12. Use the truth a loved one shares with you
against them later on, thus, punishing them for sharing their truth with
you, and teaching them to avoid the risk from now on.
13. Ignoring the truth being shared and firing back
or countering with something negative about the person telling you their
truth, thus, devaluing their truth and deflecting dealing with it.
Sabotaging Truth-Sharing Sabotages Love
Each of the above 13 ways and a number of others act to sabotage both
the telling of truth and the growth of love. Lots of people do not
realize that they get lied to partly because they make telling the truth
have really bad outcomes. Yes, it’s true we all should have the
courage to tell the truth anyway, but that often is not the case. Yes,
we all should have sufficient love to be dedicated to giving our loved
ones nothing but the truth, but that too is often not the case.
If you
can lovingly hear the truth people are ever so much more likely to tell
you there truth. That often takes a good amount of healthy, self-love
and the ability to do what is called ‘owning your okayness’ and ‘not
giving away your power’. See the entry “Healthy Self-Love and Not
Giving Your Power Away”.
How Lies Limit Love
If I lie to you I do not present you with the real me. If you send
love to that false me it does not reach the real me. I either know or
doubt you would send your love if you knew the truth I am withholding.
Therefore, I am not reached and I’m not nourished by your love. My lie
may help me, or you, or both of us escape a painful conflict but by
lying I also escape the chance of the real me being loved by the real
you. Thus, I cause us to elude the chance of sharing and experiencing
intimate, real and perhaps healing love together.
When Love with Truth Is Not Allowed
She said, “If I ever find out you even think of having sex with
another woman I will divorce you!” He secretly and silently interpreted
this as “I can never share with you the truth of my real sexuality.
Therefore, I had best begin to look for someone else I can be real
with”.
He said, “You know I’m right and I refuse to hear you say another
word about this subject! So, eventually she was in the arms of another
who could and would listen to anything and everything she had to say.

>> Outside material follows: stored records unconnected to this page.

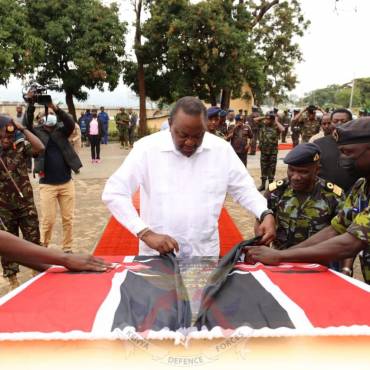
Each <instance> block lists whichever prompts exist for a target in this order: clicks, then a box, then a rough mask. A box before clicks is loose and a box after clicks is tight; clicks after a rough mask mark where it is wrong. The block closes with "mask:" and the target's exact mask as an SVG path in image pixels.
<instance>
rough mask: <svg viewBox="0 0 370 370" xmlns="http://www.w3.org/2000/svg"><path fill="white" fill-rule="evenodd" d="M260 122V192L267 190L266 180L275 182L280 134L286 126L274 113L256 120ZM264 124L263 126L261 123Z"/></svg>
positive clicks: (271, 111) (259, 145)
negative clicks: (260, 153)
mask: <svg viewBox="0 0 370 370" xmlns="http://www.w3.org/2000/svg"><path fill="white" fill-rule="evenodd" d="M254 120H255V121H256V122H259V138H258V139H259V148H260V150H261V186H260V187H259V188H258V190H259V191H262V190H265V188H266V180H267V179H268V181H269V183H271V182H273V181H274V177H275V171H276V162H277V153H278V145H279V137H280V134H281V133H282V132H283V131H284V126H283V125H282V124H281V123H280V122H279V119H278V117H277V115H275V113H274V112H273V111H271V112H268V113H266V115H265V116H264V117H257V118H255V119H254ZM262 121H263V123H262V124H261V122H262Z"/></svg>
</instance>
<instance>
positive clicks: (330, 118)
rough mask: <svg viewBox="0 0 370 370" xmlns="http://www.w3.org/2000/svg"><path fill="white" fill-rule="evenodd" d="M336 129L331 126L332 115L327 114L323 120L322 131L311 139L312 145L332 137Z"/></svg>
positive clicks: (321, 125) (311, 142) (333, 125)
mask: <svg viewBox="0 0 370 370" xmlns="http://www.w3.org/2000/svg"><path fill="white" fill-rule="evenodd" d="M334 128H335V127H334V125H332V124H331V114H329V113H325V114H324V115H323V116H322V118H321V130H320V132H319V133H318V134H316V135H313V136H312V137H311V138H310V143H314V142H315V141H316V140H318V139H321V138H323V137H325V136H328V135H331V134H332V133H333V131H334Z"/></svg>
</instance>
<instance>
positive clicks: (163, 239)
mask: <svg viewBox="0 0 370 370" xmlns="http://www.w3.org/2000/svg"><path fill="white" fill-rule="evenodd" d="M141 240H142V241H143V242H144V243H145V244H146V245H148V246H149V247H150V248H152V249H154V250H156V251H158V252H159V253H160V254H165V253H169V252H172V251H173V250H174V249H175V250H176V252H178V251H179V245H178V244H177V241H176V240H175V239H173V238H171V237H170V236H169V235H164V234H157V233H155V232H153V231H151V230H149V231H148V232H146V233H145V235H144V236H143V237H142V238H141Z"/></svg>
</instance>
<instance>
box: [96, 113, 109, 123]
mask: <svg viewBox="0 0 370 370" xmlns="http://www.w3.org/2000/svg"><path fill="white" fill-rule="evenodd" d="M98 118H99V119H100V121H101V122H102V124H103V125H104V124H105V125H106V124H108V123H109V116H108V114H107V113H106V112H100V113H99V114H98Z"/></svg>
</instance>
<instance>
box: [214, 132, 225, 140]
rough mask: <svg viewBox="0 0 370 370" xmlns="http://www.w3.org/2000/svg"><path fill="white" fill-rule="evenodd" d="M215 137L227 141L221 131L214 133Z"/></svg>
mask: <svg viewBox="0 0 370 370" xmlns="http://www.w3.org/2000/svg"><path fill="white" fill-rule="evenodd" d="M214 135H216V136H218V137H219V138H220V139H225V138H226V137H225V135H224V133H223V132H222V131H220V130H216V132H215V133H214Z"/></svg>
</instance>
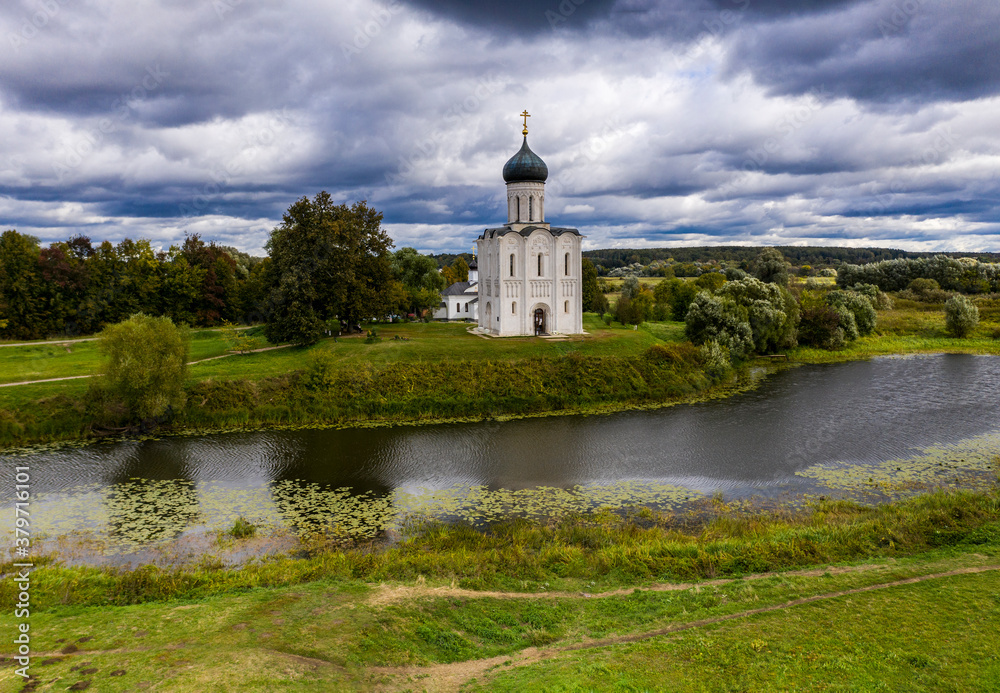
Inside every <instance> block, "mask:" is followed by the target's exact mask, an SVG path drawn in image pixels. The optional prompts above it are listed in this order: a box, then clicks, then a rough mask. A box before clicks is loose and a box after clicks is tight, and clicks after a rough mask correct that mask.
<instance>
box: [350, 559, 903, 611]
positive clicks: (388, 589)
mask: <svg viewBox="0 0 1000 693" xmlns="http://www.w3.org/2000/svg"><path fill="white" fill-rule="evenodd" d="M892 568H893V566H892V565H860V566H842V567H833V568H810V569H808V570H786V571H783V572H780V573H756V574H754V575H746V576H744V577H742V578H726V579H720V580H703V581H702V582H665V583H659V584H654V585H646V586H644V587H638V588H636V587H624V588H622V589H617V590H610V591H608V592H596V593H594V594H591V593H589V592H489V591H480V590H466V589H462V588H460V587H454V586H452V587H424V586H421V585H414V586H409V585H397V586H392V587H390V586H388V585H380V586H379V588H378V590H377V591H376V592H375V593H374V594H373V595H372V596H370V597H369V598H368V603H369V604H371V605H373V606H385V605H387V604H393V603H395V602H400V601H404V600H409V599H417V598H420V597H433V598H439V597H464V598H467V599H483V598H492V599H579V598H580V597H584V598H594V599H598V598H601V597H619V596H625V595H627V594H632V593H633V592H635V591H636V589H639V590H641V591H643V592H677V591H680V590H689V589H693V588H695V587H715V586H718V585H727V584H729V583H731V582H745V581H747V580H764V579H766V578H772V577H819V576H820V575H825V574H827V573H829V574H830V575H840V574H842V573H859V572H863V571H868V570H890V569H892Z"/></svg>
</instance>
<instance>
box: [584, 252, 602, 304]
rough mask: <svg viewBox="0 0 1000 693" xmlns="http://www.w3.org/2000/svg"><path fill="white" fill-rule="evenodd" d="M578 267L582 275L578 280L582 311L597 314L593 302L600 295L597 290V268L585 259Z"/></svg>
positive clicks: (597, 289)
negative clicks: (581, 302) (581, 303)
mask: <svg viewBox="0 0 1000 693" xmlns="http://www.w3.org/2000/svg"><path fill="white" fill-rule="evenodd" d="M580 267H581V274H582V276H581V279H580V297H581V299H582V301H583V309H584V310H592V311H594V312H598V311H597V308H598V306H597V304H595V303H594V300H595V299H596V298H597V296H598V294H600V291H598V289H597V268H596V267H594V263H593V262H591V261H590V260H588V259H587V258H583V261H582V263H581V265H580ZM601 295H603V294H601ZM605 302H606V301H605Z"/></svg>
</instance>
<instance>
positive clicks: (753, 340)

If you cannot accept my truth how can I feel you accept me? If you
cannot accept me, flaws and all, how can I believe you truly can love
the real me? Please do not condemn or deny my messages of myself, and
do not falsely agree with me either. Please be willing to hear the real
me as best as I can present it today. Then tomorrow I may grow to have
a better message and certainly a greater love for you!
What To Do
If you lie a lot, or perhaps you help yourself get lied to a lot, or
if you are living some big lie, I like to suggest this. By small, exact
steps you can get to where you live authentically, without lies, or
without being much lied to, and in the process you do no harm to anyone.
I like to suggest that for your own health and well-being, as well as
for those you care about, cautiously working your way into a life of
truth almost always is achievable and by far is preferable. One reason
for that is lies usually cause a lot of psycho-physiological stress, not
to mention relational diminishment and danger. Coaching by a good
counselor often is just about invaluable whenever love is being
sabotaged by lies. Finally consider an old teaching question. Can you
build something real out of something false?
As always – Go and Grow with Love
Dr. J. Richard Cookerly
♥ Love Success Question Is your self-love sometimes too-weak for you to be able to hear the truth?